Did you know? Note 7
In water, 97 utility contracts signed since 2003
Governments in 28 developing countries signed 97 contracts for water utilities in 2003–07,
defying the perception of the late 1990s that private participation in water would come to a standstill.
Those contracts involved sizable populations, as reported by the Private Participation in Infrastructure
Project Database. Indeed, 52 covered service areas with a combined population of 36.9 million.
The contracts in China covered the most people (19 million), followed by those in the Russian Federation (8.4 million)
and Algeria (2.5 million). In addition, 38 contracts covered a combined 8.1 million connections.1
The largest of these were the partial divestiture of Companhia de Saneamento de Minas Gerais (3 million) in Brazil,
the Syabas concession (1.4 million) in Malaysia, the second concession of Maynilad (537,000) in the Philippines,
the management contract for Societe des Eaux d’Assainissement d’Alger (525,000) in Algeria, the second lease of
Senegalaise des Eaux (428,000) in Senegal, and the management contract for the Ghana Water Company (320,000) in Ghana.
Total investment commitments in the 97 contracts, however, amounted to just US$8.9 billion (in 2007 U.S. dollars).
Only the Syabas concession involved large investment commitments (figure 1), reflecting private investors’ diminished
appetite for investing in a sector in which reaching and sustaining cost-recovery levels in tariffs is socially and
politically difficult.
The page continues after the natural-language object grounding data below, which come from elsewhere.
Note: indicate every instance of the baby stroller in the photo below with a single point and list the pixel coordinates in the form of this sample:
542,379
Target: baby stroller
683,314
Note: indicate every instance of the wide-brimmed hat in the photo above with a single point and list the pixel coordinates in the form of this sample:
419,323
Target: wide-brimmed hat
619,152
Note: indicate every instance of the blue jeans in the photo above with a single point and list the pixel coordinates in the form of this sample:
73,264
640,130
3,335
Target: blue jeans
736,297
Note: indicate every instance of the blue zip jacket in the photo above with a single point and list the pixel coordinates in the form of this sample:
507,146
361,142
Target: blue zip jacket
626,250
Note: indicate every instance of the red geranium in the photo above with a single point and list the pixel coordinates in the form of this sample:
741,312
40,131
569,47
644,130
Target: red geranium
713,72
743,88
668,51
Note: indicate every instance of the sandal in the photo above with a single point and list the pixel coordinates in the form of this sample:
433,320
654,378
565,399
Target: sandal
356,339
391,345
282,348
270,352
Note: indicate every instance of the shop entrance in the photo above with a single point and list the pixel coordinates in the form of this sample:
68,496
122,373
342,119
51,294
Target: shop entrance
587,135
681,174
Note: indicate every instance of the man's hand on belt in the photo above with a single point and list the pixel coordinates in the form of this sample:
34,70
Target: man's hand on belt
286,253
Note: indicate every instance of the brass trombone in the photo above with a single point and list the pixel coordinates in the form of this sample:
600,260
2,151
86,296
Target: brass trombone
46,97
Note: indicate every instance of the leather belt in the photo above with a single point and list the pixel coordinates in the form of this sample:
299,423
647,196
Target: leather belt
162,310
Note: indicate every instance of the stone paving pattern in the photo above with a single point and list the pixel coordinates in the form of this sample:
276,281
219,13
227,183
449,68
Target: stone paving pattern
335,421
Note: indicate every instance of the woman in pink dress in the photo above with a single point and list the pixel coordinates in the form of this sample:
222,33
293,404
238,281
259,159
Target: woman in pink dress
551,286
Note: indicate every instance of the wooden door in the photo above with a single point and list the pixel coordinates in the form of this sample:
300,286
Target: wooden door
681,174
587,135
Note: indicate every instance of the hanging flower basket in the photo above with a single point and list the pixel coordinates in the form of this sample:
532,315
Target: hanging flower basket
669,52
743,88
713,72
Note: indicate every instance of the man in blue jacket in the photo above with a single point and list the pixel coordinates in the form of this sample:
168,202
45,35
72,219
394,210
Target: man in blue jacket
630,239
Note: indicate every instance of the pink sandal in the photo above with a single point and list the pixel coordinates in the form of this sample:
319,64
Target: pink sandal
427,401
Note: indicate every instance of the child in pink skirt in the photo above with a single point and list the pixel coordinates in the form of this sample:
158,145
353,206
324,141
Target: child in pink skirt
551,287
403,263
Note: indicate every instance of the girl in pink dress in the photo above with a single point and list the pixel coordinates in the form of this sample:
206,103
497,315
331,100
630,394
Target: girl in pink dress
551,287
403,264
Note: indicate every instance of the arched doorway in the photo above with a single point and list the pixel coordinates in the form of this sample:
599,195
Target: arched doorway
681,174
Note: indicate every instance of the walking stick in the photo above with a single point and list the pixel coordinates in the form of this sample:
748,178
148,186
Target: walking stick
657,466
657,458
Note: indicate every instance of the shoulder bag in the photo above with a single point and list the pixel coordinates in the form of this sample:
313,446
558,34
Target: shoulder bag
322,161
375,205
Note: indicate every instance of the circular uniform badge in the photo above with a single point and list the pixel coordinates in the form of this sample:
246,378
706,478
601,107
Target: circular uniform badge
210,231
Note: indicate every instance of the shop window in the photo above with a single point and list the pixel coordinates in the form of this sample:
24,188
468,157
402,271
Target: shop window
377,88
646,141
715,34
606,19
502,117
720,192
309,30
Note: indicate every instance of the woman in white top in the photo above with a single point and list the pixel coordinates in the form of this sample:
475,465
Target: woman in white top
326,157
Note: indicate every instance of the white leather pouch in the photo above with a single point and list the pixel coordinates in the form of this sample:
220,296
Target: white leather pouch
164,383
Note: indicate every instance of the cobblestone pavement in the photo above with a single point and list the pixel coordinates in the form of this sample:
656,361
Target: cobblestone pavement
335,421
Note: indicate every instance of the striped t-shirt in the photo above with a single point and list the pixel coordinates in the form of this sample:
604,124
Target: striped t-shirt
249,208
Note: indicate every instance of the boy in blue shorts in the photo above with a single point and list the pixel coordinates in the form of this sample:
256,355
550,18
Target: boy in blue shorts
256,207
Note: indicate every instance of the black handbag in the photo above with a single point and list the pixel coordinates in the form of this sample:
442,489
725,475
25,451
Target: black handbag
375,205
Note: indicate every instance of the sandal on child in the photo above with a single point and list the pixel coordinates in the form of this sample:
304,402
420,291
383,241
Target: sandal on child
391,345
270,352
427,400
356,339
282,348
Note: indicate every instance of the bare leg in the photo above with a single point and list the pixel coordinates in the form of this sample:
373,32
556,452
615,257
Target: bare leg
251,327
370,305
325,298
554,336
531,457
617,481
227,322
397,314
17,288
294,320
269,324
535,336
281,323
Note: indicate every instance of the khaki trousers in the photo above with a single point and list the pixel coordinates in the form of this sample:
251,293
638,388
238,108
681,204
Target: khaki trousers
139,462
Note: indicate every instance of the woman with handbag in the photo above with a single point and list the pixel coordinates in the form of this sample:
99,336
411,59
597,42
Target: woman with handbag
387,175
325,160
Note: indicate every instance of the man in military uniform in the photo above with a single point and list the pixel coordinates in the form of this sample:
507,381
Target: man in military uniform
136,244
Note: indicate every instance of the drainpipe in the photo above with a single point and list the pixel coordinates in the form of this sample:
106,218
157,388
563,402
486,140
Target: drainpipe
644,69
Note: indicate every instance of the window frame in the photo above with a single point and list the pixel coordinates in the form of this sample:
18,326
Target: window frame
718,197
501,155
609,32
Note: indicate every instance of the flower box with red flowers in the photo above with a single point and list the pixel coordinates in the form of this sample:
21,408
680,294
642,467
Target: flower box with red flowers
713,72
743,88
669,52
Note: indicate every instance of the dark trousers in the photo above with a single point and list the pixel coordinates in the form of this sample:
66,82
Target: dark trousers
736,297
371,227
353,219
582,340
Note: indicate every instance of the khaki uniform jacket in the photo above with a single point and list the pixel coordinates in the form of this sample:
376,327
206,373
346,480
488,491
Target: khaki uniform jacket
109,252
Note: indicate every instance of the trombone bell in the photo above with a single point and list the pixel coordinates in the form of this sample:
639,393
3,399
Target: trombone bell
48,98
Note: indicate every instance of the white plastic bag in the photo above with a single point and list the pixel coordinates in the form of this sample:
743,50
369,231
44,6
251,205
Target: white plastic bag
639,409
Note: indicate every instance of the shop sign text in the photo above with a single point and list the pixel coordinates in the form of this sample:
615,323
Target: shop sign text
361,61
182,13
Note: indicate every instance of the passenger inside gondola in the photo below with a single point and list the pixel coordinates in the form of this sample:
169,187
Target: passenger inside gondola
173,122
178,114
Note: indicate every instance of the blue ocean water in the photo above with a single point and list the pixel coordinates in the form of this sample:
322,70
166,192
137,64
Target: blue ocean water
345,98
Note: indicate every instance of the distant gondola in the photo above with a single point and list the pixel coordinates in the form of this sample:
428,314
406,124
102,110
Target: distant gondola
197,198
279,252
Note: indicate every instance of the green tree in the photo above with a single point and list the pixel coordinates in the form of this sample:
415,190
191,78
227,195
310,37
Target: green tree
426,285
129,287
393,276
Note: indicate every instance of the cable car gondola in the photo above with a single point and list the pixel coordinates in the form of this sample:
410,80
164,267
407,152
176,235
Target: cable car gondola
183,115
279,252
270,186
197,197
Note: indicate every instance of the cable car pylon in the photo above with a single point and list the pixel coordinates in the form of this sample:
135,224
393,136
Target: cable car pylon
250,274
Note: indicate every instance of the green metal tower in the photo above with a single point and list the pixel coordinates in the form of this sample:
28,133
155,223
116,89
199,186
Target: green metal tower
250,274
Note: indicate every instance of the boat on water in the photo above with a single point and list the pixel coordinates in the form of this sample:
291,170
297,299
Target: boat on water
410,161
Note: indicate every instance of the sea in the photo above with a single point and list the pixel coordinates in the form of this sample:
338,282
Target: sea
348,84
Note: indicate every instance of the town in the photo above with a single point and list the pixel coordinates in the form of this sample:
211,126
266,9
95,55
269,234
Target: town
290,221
Indeed, investments were highly concentrated, with just three countries
(China, Malaysia, and Russia) accounting for 65%. Transactions were also concentrated, though to a lesser degree,
with three countries (China, Colombia, and Russia) signing 47% of the contracts. Another reason for the low investment
levels is that about 40% of the contracts were management contracts and leases (figure 2), which involved small investment
commitments or none at all. In addition, most of the concessions focused on rehabilitating existing assets
(through rehabilitate-operate-transfer contracts) rather than expanding utility networks (through build-rehabilitate-operate-transfer contracts).
Note:
BOT = build, operate, transfer.
BROT = build, rehabilitate, operate, transfer.
ROT = rehabilitate, operate, transfer.
RLT = rehabilitate, lease or rent, transfer.
1 There is no capacity data reported in the PPI database for the remaining seven contracts.